I met up with Formica and Gab the night before, and we camped nearby at Coldwater cove. Clear Lake at night is just awesome and the bats were whizzing by just inches from our faces. Fish were jumping in the lake and we saw a huge fiery flaming meterorite whiz by.

Next morning we met up with shiggy for the ride. McKenzie River trail is a hoot. The techy lava sections are fun, sometimes scary and occasionally painful  You have 20 wooden bridges to cross - some are rideable, most are not. The trail eventually morphs into fast flowy buffed singletrack and then it's over all too soon! 25miles or so of gorgeous oregon singletrack.

We had some crashes but nothing on the bikes or people was broken. You couldn't ask for a more awesome group of people. Thanks guys and I will post pictures later.


----------



## Christine (Feb 11, 2004)

Dammit, I get stuck in the WL on a rainy weekend while the rest of you are whooping it up out there rft:

:smilewinkgrin: Looks like primo mtb territory.


----------



## Tass Over Teakettle (Jul 11, 2006)

Christine said:


> Dammit, I get stuck in the WL on a rainy weekend while the rest of you are whooping it up out there rft:
> 
> :smilewinkgrin: Looks like primo mtb territory.

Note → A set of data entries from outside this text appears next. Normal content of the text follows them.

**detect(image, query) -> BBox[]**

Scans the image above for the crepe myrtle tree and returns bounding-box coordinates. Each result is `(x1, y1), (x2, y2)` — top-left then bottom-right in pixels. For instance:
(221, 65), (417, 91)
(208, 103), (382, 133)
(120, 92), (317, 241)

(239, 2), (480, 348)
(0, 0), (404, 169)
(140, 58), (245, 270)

Nah - you're not the only one. I'm stuck here at work while they're whooping it up.:bluefrown:

Beautiful pix.


----------



## formica (Jul 4, 2004)

psst, grrls, Shiggy is just one of the girls, really  

That was super fun. One of these years I won't let the lava get to me...


----------



## shiggy (Dec 19, 1998)

formica said:


> psst, grrls, Shiggy is just one of the girls, really  ...


I am too non-threatening for my own good sometimes. Wimmins is good people!


----------



## pacman (Jan 16, 2004)

*of course ..*



shiggy said:


> I am too non-threatening for my own good sometimes. Wimmins is good people!


you rode with the team from Boston.


----------



## formica (Jul 4, 2004)

Here's my contribution to the MRT pics. Let's just say this just took more than one person to accomplish...  :thumbsup:


----------



## shiggy (Dec 19, 1998)

formica said:


> Here's my contribution to the MRT pics. Let's just say this just took more than one person to accomplish...  :thumbsup:


Even though I was the only Person on the ride.


----------



## rzozaya1969 (Nov 28, 2004)

Hey! Pretty amazing trails, 

Thanks for sharing


----------



## gpsser (Jan 5, 2004)

Hey,

Sorry my ever volatile schedule did not work out for riding with you. I hope you found some riding down in the Portland/SW WA area. I had a load of fun haning out with a drill rig/crew at a prison.  

K


----------



## gabrielle (Jan 2, 2005)

formica said:


> Here's my contribution to the MRT pics. Let's just say this just took more than one person to accomplish...  :thumbsup:


hey, were you wearing Ryders?

*snerk*

gabrielle


----------



## ferday (Jan 15, 2004)

*shiggy....*

hey shiggy, where did you get that knee brace cover? what kind of brace do you ride with?

btw, nice pics girls (and guy), looks like a fun ride!


----------



## shiggy (Dec 19, 1998)

I use a higher end Breg brace (cheap on ebay).
A knee warmer under it to reduce chafing and a lycra knee warmer over it.


----------